仙台育英では1年の秋から4番に座り、2年の夏(2012年)、3年の春、夏(2013年)と3回、甲子園の土を踏んだ。優勝には手が届かなかったが、数々の印象深い打撃を披露している。
その最たる一打は3年時のセンバツで見せた「曲打ち」だろう。2回戦の創成館(長崎)との試合で、完全なワンバウンドのボールを見事にセンター前に打ち返してみせた。
イチロー(マーリンズ)がオリックス時代に披露したことがあるが、高校生がやったとあって大歓声が湧いた。そんななか、颯爽とダイヤモンドを駆けて二塁まで陥れた上林に、あらためて「ただ者ではない」と感じたのは筆者だけではないだろう。
3年の夏の甲子園、上林は大不振。逆に苦い記憶を残してしまった。
2年の夏は3試合で11打数5安打、3年の春も3試合で9打数3安打と結果を残しており、2年の秋の明治神宮大会でもチームを優勝に導く活躍。しかし、最後の夏に2試合で9打数1安打とブレーキになってしまった。

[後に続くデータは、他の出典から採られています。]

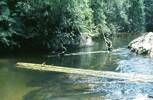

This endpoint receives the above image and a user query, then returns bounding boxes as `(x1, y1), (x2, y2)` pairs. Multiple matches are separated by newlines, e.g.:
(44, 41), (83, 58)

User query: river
(0, 34), (153, 100)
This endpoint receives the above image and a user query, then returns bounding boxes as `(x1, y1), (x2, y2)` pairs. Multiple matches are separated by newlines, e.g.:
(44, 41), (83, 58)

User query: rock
(128, 32), (153, 57)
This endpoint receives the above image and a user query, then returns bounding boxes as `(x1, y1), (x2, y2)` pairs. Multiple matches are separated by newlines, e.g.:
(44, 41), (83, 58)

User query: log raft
(16, 62), (153, 83)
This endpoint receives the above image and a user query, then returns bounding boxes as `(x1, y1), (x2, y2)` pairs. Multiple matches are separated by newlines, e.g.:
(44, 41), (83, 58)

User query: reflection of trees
(24, 74), (95, 100)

走攻守揃った強豪チームの中心選手として常に日の当たる道を通り、ドラフトの有力候補に挙げられてきた上林だったが、ラストチャンスというプレッシャーには勝てなかったのか。
ただ、それも人間味という部分ではとても魅力的に映る。
超高校級の打者は練習でも逸話を作るものだが、上林も例に漏れず。高校通算では23本塁打。自身では「ホームランバッターではない」と自覚しているが、飛ばす力はハンパない。
仙台育英のグラウンドは両翼100メートル、中堅125メートル。高さ10メートルのバックスクリーンも備えているのだが、上林はそれを越す打球を放っていた。
そのため上林の打撃練習後には、グラウンド外の道路にボールがゴロゴロしと転がっていたという。
あるとき部室まで飛んだボールの飛距離を図ったところ、170メートルクラスだったことが判明。フリー打撃とはいえ、さぞかし気持ちよかったことだろう。長年、仙台育英を指揮する佐々木順一朗監督は「(ここまで飛ばしたのは)過去に上林だけ」と語っている。
西武ファンにとっては返す返す「逃した魚は大きい」と感じるが、ライバル球団に入団しても地元出身選手だけに上林の動向は気になるものだ。
3年夏の甲子園後、上林は高校生日本代表チームの一員として第26回AAA世界野球選手権大会にも出場した。2020年の東京五輪、2021年のWBCで再び日の丸を背負う選手へと成長してほしい。